Proteomic analysis identifies cytoskeleton-interacting proteins as major downstream targets of altered folate status in the aorta of adult rat.

Abstract

Mild folate deficiency and subsequently elevated plasma level of homocysteine are associated with an increased risk for vascular diseases in adults. Conversely, high intakes of folic acid (FA) may have beneficial effects on vascular function, presumably in part through homocysteine lowering. However, these effects have not yet been translated in terms of prevention or treatment of vascular pathologies. Besides, the complex biologic perturbation induced by variations of the folate supply is still not fully deciphered. We thus carried out a proteomic analysis of the aorta of adult rats after a dietary FA depletion or supplementation. Nine month-old rats were fed a FA-depleted, FA-supplemented or control diet for 8 weeks.
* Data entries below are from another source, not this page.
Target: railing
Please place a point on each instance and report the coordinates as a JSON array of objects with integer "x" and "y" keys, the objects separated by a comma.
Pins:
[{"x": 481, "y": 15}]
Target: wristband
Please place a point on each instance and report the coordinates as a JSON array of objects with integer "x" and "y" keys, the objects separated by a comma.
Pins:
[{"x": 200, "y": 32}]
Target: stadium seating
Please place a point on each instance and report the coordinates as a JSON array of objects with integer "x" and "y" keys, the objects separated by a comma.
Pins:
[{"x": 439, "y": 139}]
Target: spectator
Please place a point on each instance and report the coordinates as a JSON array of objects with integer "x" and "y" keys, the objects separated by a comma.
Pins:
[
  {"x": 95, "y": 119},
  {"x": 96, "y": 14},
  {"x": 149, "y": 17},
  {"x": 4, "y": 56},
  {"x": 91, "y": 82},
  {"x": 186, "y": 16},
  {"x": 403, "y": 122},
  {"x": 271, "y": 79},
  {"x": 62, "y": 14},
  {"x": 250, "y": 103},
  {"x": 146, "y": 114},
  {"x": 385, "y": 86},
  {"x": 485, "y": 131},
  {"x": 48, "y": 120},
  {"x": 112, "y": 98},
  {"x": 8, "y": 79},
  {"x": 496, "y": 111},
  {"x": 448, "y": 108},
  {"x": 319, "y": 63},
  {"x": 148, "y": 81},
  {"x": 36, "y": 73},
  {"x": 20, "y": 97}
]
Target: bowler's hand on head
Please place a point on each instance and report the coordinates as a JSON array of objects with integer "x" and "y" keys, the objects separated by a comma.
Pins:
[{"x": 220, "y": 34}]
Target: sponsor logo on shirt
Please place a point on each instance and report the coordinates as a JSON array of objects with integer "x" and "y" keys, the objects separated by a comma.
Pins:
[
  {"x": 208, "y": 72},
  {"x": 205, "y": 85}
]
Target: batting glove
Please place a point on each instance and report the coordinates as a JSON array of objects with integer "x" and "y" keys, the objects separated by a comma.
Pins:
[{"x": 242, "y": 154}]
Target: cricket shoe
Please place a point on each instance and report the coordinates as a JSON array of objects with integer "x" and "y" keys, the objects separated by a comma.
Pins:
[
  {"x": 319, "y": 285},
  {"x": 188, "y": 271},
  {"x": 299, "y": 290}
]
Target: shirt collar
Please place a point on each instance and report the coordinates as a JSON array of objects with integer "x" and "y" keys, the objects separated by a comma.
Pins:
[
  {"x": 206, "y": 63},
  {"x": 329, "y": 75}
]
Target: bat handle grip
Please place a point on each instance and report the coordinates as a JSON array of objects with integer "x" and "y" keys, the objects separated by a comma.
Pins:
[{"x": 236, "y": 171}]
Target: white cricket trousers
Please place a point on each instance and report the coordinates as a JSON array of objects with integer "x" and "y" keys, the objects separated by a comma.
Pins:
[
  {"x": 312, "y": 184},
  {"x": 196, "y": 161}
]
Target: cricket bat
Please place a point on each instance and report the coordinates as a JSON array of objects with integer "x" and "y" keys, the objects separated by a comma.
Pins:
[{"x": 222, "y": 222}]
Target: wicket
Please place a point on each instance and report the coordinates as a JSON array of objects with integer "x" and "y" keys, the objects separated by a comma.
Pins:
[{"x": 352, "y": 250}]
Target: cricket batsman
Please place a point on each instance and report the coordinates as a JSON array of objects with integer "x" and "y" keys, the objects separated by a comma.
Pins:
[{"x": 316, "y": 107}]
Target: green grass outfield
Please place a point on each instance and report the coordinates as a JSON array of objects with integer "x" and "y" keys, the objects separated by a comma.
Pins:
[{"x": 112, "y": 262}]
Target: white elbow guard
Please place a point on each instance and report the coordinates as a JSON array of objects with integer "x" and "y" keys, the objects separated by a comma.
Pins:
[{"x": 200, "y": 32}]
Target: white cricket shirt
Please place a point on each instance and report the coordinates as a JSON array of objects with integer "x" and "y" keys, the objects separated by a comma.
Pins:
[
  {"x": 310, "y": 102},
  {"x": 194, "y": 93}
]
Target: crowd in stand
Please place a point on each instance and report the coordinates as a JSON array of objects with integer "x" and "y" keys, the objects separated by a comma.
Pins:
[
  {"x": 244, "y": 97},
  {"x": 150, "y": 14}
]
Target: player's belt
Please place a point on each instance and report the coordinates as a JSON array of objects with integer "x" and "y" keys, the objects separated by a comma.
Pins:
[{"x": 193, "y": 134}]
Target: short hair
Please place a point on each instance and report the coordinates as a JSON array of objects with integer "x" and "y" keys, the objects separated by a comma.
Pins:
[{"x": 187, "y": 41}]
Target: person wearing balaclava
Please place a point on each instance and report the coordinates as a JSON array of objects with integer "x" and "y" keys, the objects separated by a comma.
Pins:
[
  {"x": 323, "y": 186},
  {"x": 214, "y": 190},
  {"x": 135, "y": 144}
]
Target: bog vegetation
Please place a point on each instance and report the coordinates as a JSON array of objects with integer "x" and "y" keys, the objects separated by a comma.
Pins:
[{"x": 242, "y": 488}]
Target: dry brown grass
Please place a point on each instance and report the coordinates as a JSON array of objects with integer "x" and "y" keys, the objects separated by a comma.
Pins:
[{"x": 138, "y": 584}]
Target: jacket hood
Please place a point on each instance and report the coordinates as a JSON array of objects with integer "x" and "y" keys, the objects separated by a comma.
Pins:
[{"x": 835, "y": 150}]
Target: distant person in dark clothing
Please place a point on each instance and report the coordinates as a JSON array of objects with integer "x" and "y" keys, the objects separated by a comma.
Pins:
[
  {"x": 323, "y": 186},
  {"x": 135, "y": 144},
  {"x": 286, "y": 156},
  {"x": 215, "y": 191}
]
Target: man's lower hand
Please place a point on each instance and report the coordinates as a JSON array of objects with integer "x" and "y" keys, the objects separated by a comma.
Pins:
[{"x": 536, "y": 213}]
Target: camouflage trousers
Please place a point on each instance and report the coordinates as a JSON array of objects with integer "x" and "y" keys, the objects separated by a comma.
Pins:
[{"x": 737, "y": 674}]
Total proteins from adventitia-free aortas were separated by 2DE and differentially expressed proteins were identified by MS. FA depletion or supplementation resulted in significantly changed abundance of 29 spots (p < 0.05), of which 20 proteins were identified. Bioinformatic analysis revealed that most of these proteins are involved in cytoskeleton-related processes important to cell function/maintenance, assembly/organization, and movement. Our proteomic study supports that expression of proteins essential to vascular structure and, presumably, function is modulated by high intake as well as deprivation of FA.